The Alhambra Theatre in Bradford today announces its 2015 programme. Theatre correspondent Nick Ahad takes a look.
The difficult second album, the tricky second act – the people at the Alhambra know only too well the feelings that accompany these situations.
The Bradford theatre is coming to the end of a celebration of one of its most significant and successful years. In 2014 the Alhambra has spent the year celebrating its centenary – and it has done so in style. War Horse, Lion King, a gala night of huge variety acts, the stops have all been pulled out.
The problem is, when you focus all of your energy into one single year – and some of the 2014 celebrations have been several years in the planning – then are you not left spent for anything that follows? Apparently not, according to the mastermind behind the Alhambra’s successful centenary year.
Adam Renton is the theatre manager who has worked tirelessly during 2014 to make sure that the Alhambra is celebrated properly and fully in its birthday year. He has also had to keep his eye firmly fixed on the theatre’s future and has secured funding for a major restoration of St George’s Hall.
Once that work has been carried out, what will be on the stages of the venue and of the Alhambra? The truth is, Renton carried out some sort of theatrical magic to make this past year quite as successful as it has been and he simply couldn’t keep up that sort of standard for two consecutive years. He has, however, found a couple of shows to bring to the region that are definite tentpole productions around which the rest of the season can sit.
I’m thinking specifically of the National Theatre production of The Curious Incident Of The Dog In The Night-Time, the Matthew Bourne version of Edward Scissorhands, and a first UK tour of the musical based on the movie The Bodyguard.

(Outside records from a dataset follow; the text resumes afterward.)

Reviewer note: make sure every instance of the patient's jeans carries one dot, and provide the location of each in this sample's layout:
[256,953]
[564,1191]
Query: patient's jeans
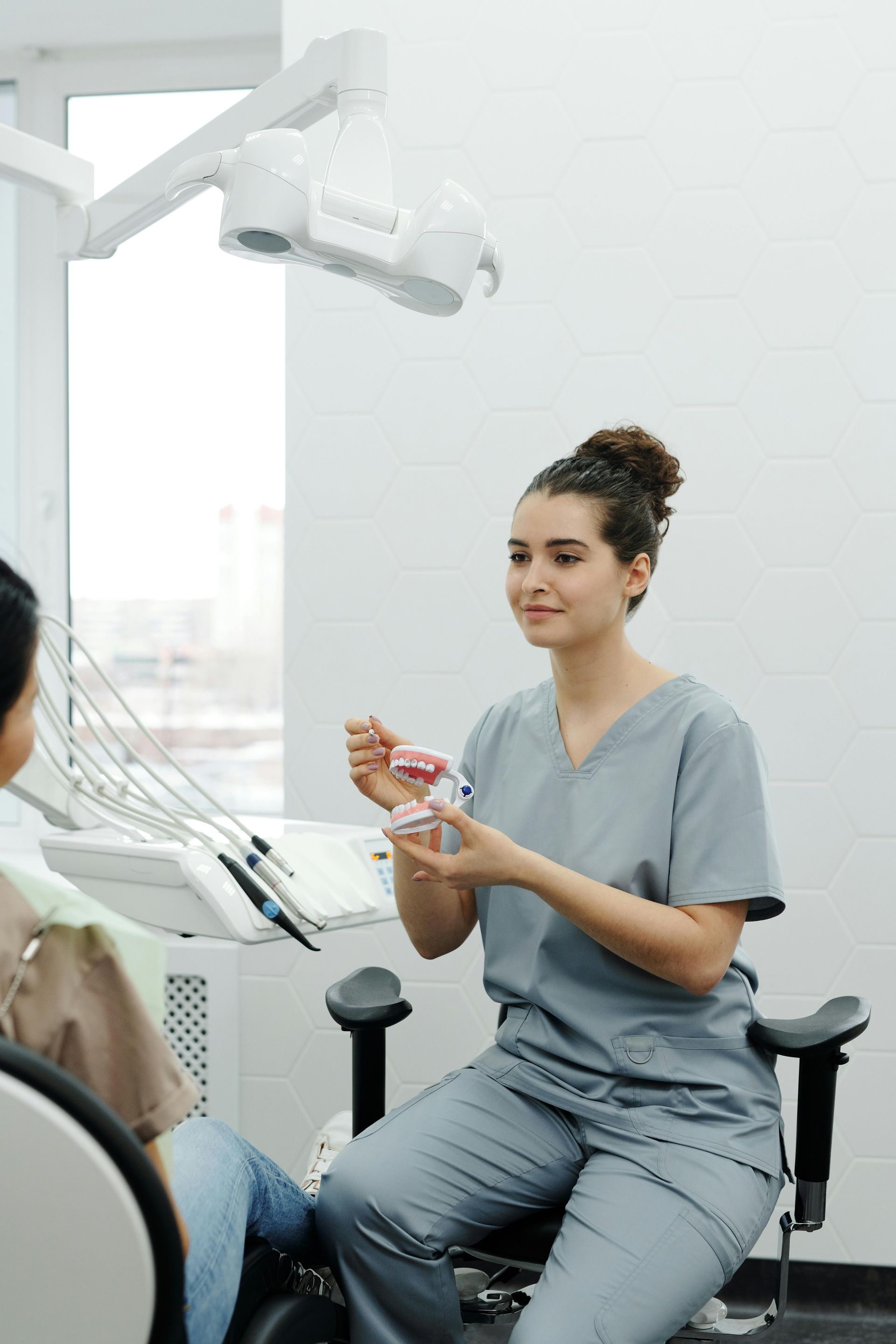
[227,1191]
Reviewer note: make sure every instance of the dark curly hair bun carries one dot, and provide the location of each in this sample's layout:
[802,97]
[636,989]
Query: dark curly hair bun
[633,448]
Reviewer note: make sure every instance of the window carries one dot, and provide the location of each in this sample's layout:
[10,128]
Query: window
[176,464]
[8,379]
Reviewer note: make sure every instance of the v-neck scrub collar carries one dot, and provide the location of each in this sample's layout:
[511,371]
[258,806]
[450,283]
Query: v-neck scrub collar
[616,734]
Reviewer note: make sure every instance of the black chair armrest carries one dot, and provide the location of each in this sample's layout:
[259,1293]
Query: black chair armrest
[369,998]
[832,1026]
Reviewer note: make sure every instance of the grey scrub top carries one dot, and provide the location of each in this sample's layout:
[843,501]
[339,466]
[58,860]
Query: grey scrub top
[672,804]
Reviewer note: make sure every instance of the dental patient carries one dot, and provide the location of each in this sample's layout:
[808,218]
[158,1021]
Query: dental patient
[76,1004]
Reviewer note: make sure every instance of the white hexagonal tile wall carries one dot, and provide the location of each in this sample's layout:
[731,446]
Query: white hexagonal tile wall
[346,666]
[718,454]
[273,1119]
[706,351]
[327,573]
[869,28]
[706,242]
[867,1195]
[436,91]
[869,973]
[703,39]
[797,622]
[502,663]
[866,346]
[812,831]
[715,652]
[520,357]
[867,236]
[804,726]
[864,674]
[609,389]
[520,56]
[869,1128]
[538,238]
[273,1026]
[798,512]
[430,517]
[510,449]
[487,567]
[522,143]
[433,620]
[802,74]
[869,127]
[867,457]
[344,361]
[802,183]
[441,1034]
[707,570]
[811,924]
[430,707]
[344,465]
[612,300]
[800,294]
[866,783]
[867,567]
[800,402]
[613,193]
[864,891]
[430,412]
[614,85]
[706,135]
[323,1074]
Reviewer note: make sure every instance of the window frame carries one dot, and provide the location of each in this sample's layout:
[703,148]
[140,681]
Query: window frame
[45,81]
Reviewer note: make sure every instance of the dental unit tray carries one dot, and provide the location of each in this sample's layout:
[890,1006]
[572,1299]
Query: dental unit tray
[132,834]
[425,769]
[343,877]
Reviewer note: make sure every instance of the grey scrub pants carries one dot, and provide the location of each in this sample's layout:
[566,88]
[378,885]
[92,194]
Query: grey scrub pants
[652,1229]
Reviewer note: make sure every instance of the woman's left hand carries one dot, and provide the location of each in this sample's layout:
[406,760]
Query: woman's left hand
[487,857]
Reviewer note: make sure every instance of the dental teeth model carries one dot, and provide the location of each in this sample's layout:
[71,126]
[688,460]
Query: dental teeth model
[421,767]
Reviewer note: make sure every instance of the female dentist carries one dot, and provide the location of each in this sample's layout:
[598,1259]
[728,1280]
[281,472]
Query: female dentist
[618,839]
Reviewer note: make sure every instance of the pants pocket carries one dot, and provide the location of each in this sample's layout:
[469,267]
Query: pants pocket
[675,1279]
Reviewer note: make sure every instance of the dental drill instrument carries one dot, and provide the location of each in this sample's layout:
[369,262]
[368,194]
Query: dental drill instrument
[424,768]
[100,788]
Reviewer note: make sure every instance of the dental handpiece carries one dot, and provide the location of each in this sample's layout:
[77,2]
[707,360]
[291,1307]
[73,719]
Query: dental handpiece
[422,767]
[264,870]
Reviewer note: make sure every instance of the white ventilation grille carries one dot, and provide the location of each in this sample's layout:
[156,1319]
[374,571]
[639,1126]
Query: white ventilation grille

There are some other intriguing prospects in the theatre’s season, not least The 56, coming to the theatre’s studio in April, which will retell some of the stories of those involved in the Bradford City Fire. While many of the other region’s theatres make their own work, the Alhambra has to rely on receiving the work made by other companies, but judicious bookings means it can secure shows like The Curious Incident of the Dog in the Night-Time. Coming to the Alhambra April 21 to 25, the National Theatre’s production is from Simon Stephens’ adaptation of the Mark Haddon best-selling novel. The production, which opened in London in 2013, received seven Olivier Awards that year including Best New Play, Best Director, Best Lighting Design and Best Sound Design. It is the sort of show that the National should be bringing to the region and we’re lucky that Bradford has the capacity to host it.
The mesmerising Edward Scissorhands is making a welcome return, having played to sell-out audiences when it was last in the region.

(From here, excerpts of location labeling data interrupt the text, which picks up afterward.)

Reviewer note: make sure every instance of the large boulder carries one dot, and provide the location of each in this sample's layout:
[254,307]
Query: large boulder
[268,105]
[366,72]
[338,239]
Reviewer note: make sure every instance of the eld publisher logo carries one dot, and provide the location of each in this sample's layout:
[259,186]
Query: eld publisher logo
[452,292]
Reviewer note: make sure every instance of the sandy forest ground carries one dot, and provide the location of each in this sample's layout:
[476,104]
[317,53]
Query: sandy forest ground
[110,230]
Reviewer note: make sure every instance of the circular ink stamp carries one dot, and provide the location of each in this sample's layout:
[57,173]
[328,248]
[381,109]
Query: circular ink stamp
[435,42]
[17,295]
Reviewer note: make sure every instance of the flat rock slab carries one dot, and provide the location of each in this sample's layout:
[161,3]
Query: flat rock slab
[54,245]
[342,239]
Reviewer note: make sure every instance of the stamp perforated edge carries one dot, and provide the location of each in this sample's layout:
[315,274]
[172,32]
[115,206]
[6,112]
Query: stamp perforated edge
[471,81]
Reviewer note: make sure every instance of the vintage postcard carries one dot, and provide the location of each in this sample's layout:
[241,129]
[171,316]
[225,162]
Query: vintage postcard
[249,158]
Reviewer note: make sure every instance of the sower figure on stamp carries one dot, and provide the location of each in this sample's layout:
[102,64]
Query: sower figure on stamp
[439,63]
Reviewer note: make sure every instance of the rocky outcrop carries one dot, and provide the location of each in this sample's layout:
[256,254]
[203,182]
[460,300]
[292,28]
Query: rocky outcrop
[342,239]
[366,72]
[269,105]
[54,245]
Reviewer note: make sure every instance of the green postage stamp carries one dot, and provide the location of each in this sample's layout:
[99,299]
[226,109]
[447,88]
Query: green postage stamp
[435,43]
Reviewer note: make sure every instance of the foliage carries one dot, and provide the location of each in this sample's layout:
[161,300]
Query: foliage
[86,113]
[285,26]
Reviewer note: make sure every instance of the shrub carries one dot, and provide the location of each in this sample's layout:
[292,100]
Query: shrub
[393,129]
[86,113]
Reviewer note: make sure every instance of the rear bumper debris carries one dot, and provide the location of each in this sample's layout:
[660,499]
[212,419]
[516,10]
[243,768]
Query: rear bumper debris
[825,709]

The theatre will also host a number of touring musicals, including Calamity Jane, Anything Goes and Oklahoma, while a contemporary circus, presented by Cirque Eloize, will visit in March and at the other end of the scale, The Tiger Lillies will give fans an opportunity to get up close when they appear in the Studio in March.
Finally, having started in Sheffield, gone to London and set off around the country, a true Yorkshire tale makes a welcome return when The Full Monty – written by the man who wrote the original film, Simon Beaufoy – comes to town.
It’s not a bad way to follow up a pretty special year.